上総とんび 【無形民俗文化財】

 

※この凧に用いられている図柄は、上総とんび独自のものです。本HPより写真を転写・模写・複製することは固く禁じます。

上総とんび(かずさとんび)

昭和50(1975)年4月28日指定
一宮町一宮 嵯峨野 彰

▼上総とんび(図柄:出生鯉生け捕り、西二枚の完成品)

 

▼製作中の嵯峨野彰氏 

 

 上総とんびは江戸時代、地曳網漁が盛んに行なわれていた頃に作り出されました。漁師が大漁のときに着る「万祝着(まいわいぎ)」という着物と同じ形の凧です。寛政3年(1791)、字東村の重右衛門の創始と伝えられています。以後代々嵯峨野家で一子相伝として伝えられ、現在は10代目です。

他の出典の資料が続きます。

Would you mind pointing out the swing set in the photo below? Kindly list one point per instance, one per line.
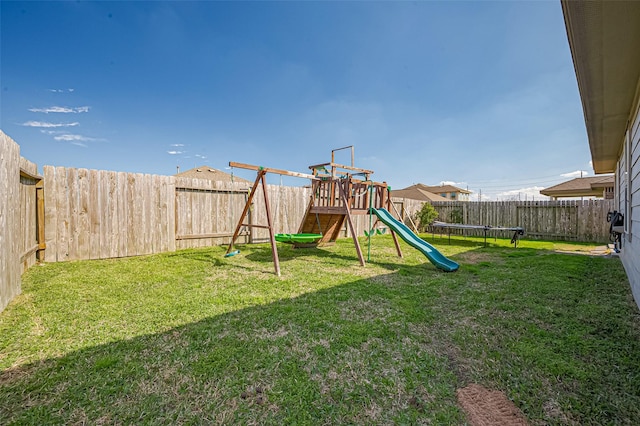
(339, 192)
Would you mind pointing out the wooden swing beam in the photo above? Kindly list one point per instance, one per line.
(343, 193)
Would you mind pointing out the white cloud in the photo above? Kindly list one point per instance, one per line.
(49, 125)
(577, 173)
(67, 137)
(59, 109)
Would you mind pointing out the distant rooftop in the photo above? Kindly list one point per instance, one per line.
(592, 186)
(206, 172)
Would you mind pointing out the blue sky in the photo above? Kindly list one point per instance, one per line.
(482, 95)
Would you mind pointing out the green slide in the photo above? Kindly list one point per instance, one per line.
(416, 242)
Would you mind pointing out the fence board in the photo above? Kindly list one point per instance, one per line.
(10, 285)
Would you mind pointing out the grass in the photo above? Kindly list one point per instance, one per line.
(192, 337)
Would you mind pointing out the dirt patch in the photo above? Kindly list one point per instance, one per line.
(485, 407)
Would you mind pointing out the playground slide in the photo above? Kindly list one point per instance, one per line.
(434, 256)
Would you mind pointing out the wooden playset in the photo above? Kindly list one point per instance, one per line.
(338, 193)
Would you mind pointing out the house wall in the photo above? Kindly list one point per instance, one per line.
(628, 200)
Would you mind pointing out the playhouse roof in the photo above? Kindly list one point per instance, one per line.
(206, 172)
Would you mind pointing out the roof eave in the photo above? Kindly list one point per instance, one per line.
(604, 38)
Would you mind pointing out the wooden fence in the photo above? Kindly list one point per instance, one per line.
(95, 214)
(570, 220)
(21, 218)
(10, 231)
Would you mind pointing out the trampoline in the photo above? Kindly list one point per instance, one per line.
(517, 230)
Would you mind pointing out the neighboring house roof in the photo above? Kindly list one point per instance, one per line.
(604, 38)
(581, 187)
(444, 188)
(439, 189)
(416, 194)
(206, 172)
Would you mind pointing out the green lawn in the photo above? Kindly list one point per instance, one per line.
(192, 337)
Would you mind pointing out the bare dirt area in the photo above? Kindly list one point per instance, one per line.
(485, 407)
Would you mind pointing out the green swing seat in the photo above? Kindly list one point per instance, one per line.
(298, 238)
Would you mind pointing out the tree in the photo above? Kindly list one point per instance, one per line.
(425, 216)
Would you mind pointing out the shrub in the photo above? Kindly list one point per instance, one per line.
(425, 216)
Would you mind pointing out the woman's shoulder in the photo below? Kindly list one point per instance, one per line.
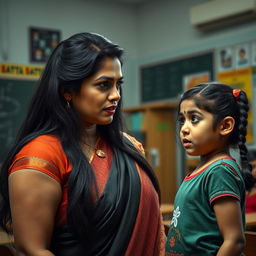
(45, 147)
(135, 142)
(43, 153)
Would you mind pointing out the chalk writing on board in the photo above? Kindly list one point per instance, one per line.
(9, 109)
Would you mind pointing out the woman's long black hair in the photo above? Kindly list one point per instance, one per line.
(219, 100)
(73, 60)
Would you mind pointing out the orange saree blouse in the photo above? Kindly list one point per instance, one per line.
(45, 154)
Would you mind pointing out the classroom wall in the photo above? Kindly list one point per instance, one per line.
(115, 21)
(149, 32)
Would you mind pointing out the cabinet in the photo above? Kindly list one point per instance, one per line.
(158, 126)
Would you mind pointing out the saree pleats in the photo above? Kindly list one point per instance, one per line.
(114, 215)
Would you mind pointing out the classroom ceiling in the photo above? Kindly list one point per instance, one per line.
(132, 2)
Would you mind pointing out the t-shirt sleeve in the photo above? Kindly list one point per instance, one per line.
(43, 154)
(222, 181)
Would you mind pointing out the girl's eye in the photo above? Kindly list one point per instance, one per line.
(194, 119)
(119, 84)
(181, 121)
(103, 85)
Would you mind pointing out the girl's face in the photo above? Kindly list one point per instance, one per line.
(197, 133)
(99, 94)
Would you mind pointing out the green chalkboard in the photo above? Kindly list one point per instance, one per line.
(165, 80)
(15, 97)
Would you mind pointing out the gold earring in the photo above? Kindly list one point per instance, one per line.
(68, 104)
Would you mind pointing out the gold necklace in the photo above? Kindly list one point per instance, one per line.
(99, 152)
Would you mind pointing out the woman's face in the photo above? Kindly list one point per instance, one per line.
(99, 94)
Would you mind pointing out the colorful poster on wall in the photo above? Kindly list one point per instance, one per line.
(191, 80)
(225, 59)
(241, 79)
(18, 70)
(253, 53)
(242, 55)
(42, 43)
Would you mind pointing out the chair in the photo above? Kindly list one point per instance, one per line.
(250, 248)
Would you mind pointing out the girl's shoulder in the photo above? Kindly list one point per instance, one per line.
(228, 164)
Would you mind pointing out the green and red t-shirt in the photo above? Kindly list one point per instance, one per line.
(194, 229)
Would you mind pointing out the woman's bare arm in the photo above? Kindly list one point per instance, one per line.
(228, 214)
(34, 199)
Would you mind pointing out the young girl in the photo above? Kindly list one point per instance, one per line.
(209, 206)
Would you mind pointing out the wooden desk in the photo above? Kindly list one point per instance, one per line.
(250, 219)
(5, 239)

上総とんびは袖凧の元祖であり、今でも伝統が継承されています。

 竹で骨組みを作って和紙を張り、かつてはクジラのひげを使い、「うなり」と呼ばれるものを作り、独特の音を出しました。現在は代用うなりを用いて「うなり」を張っています。

 現在も江戸時代の木版約40枚、図柄約80種類(木版両面刷り)、下絵約350点が技術と共に伝わっています。「高砂翁媼(たかさごおきなおうな)」という図柄は、玉前神社の社殿・蛙股(かえるまた)に彫り物として残っています。

 かつて九十九里地域では、凧揚げは5月の節句の行事として行なわれていたといいます。今では端午の節句、子どもの誕生、上棟式、さらには社運隆盛を願う人々の運と願望を担っています。

 図柄は干支、武者絵、家紋の系統や日の出の鶴、寿などがありますが、「出世鯉生け捕り」(上記)という図柄が基本です。また、女性が描かれた巴御前の貴重な図柄も存在します。

 

 左上に入れられる「縁起文字」は「船印(ふなじるし:船の持ち主等を示すもの)」と同じ意味を持ち、名前や屋号などの一文字を入れます。